Riceviamo e volentieri pubblichiamo la lettera di un cittadino di San Felice a Cancello che elenca e richiama le responsabilità che sono all’origine – a suo dire – della recente frana che ha colpito il comune casertano, uccidendo Agnese Milanese e Giuseppe Guadagnino, mamma e figlio.
Caro direttore, a poco meno di un mese dalla terribile frana che ha squassato il territorio di San Felice a Cancello, il ritrovamento del corpo esanime di Giuseppe Guadagnino (che finalmente trova pace nel ricongiungersi, almeno nello spirito, all’adorata madre) rinnova in tutti noi sentimenti di profondo e indicibile dolore ed emozione. E, però, provoca nel contempo anche un moto di indignazione alle nostre coscienze: perché la tragedia che ha colpito la famiglia Guadagnino non è dovuta ad un destino cinico e baro, né ai mutamenti climatici di cui tanto si parla, spesso a sproposito, in questi ultimi anni, da nord al sud, su tutti i media.
La tragedia, almeno nel caso di San Felice a Cancello e della frazione Talanico, in particolare – ma c’è anche la frazione Cave, che per fortuna è stata, nella circostanza, soltanto attraversata dalla tumultuosa lava di fango e detriti – non era del tutto inattesa. Anzi, poteva e doveva benissimo essere evitata.

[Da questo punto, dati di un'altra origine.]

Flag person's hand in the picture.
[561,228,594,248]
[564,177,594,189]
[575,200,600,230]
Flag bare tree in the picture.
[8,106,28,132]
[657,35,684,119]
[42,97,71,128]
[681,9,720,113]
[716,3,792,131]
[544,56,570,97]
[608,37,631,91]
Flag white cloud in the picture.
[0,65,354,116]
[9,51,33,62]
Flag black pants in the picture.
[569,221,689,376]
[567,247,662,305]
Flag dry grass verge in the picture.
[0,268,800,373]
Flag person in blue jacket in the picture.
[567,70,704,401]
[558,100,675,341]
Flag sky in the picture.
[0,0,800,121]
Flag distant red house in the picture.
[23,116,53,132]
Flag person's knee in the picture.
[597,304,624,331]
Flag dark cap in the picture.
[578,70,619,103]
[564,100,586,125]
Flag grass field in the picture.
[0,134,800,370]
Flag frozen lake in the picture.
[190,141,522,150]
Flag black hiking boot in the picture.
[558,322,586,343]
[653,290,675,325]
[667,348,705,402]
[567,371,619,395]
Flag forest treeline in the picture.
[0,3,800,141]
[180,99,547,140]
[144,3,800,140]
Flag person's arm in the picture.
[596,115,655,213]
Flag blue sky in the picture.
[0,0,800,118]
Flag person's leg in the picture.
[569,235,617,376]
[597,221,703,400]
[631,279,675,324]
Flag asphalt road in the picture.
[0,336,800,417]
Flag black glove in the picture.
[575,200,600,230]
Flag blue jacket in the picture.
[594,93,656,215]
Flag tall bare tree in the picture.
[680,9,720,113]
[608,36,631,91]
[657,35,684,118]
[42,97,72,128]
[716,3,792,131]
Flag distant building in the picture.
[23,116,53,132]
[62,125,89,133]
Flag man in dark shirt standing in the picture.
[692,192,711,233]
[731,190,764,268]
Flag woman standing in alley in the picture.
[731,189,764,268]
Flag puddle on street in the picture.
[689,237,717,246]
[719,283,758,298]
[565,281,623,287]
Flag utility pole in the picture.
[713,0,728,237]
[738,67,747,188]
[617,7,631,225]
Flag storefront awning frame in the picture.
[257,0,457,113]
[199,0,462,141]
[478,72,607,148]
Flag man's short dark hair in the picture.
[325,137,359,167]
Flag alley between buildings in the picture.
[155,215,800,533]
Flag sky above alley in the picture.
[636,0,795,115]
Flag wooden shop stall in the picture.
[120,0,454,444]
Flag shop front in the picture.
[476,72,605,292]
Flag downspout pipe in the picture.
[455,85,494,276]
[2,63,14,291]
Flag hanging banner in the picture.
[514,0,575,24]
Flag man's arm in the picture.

La lava, infatti, che dalla frazione collinare precipita rovinosamente a valle, è ormai una costante che si trascina da almeno tre quarti di secolo, ad intervalli di anni più o meno lunghi. Con l’immancabile conta dei danni.
Certo, c’è anche da considerare il fenomeno franoso, che peraltro ha un precedente, nel 1998, quando pure in località Ponti Rossi – la triste ricorrenza è ricordata in concomitanza della frana di Sarno – si dovette pagare il tributo di una vita umana. Insomma, anche per il dissesto idro-geologico si può parlare di un fenomeno non del tutto improbabile o inatteso.
Invocare, dunque, nel caso del recente tragico evento, i mutamenti climatici o anche soltanto il destino cinico e baro non può bastare per mettere a tacere i rimorsi delle nostre coscienze civiche. È per questo, anzi, che avverto il dovere di alzare il velo su una verità che tutti conoscono, pure le pietre, a San Felice a Cancello. E non importa se lo fa un ex concittadino che come me – o come lei, del resto – magari per necessità o semplice opportunità lavorativa è stato costretto a spostare la residenza altrove, se non addirittura emigrare all’estero.
Insomma, voglio dire e ribadire, se responsabilità dirette o indirette per le morti di Agnese e Giuseppe ci sono, esse vanno ricercate non nella furia della natura, ma negli uomini. Ed, in particolare, negli amministratori che nel tempo si sono succeduti alla guida del comune.
A San Felice a Cancello, a partire dai primi anni Sessanta, la classe politica, per la solita manciata di voti, hanno consentito all’interno degli alvei – quello Arena, in particolare – i pilastri delle case. Non solo. Gli alvei, che avevano appunto il compito di regimare le acque, sono stati in molti tratti occlusi, e mai assoggettati – come il buonsenso imporrebbe – ad una periodica e costante pulizia. Qualcuno, più recentemente, ha pensato addirittura di suggerire di modificare in maniera meno restrittiva la cosiddetta zona rossa. E tutti i vizi della cattiva gestione del territorio si sono ritrovati, infine, in un cattivo strumento urbanistico, che l’ufficio tecnico di volta in volta – questo passa sulla bocca della gente – ha interpretato ad uso proprio o del delfino di turno.
Poi sono arrivati gli incendi ad aggravare la situazione: i quali avvengono probabilmente sempre per mano dei soliti (ig)noti e colpiscono le stesse aree.
Per carità, il sindaco Emilio Nuzzo è una persona perbene. E la sua carica umana, al di là del politico, emerge anche nella proposta di dedicare alle due povere vittime della frana una strada: così, almeno, riporta il massimo giornale locale.
Mi permetto di suggerire: abbia il coraggio, il sindaco, di dedicare una strada non alle vittime, ma al “Ricordo del dissesto idrogeologico causato da uno sfrenato clientelismo politico”. A imperitura memoria degli errori del passato. Diversamente, il sacrifico di Agnese Milanese e Giuseppe Guadagnino sarà stato vano.
Grazie dell’ospitalità, direttore, e buon lavoro.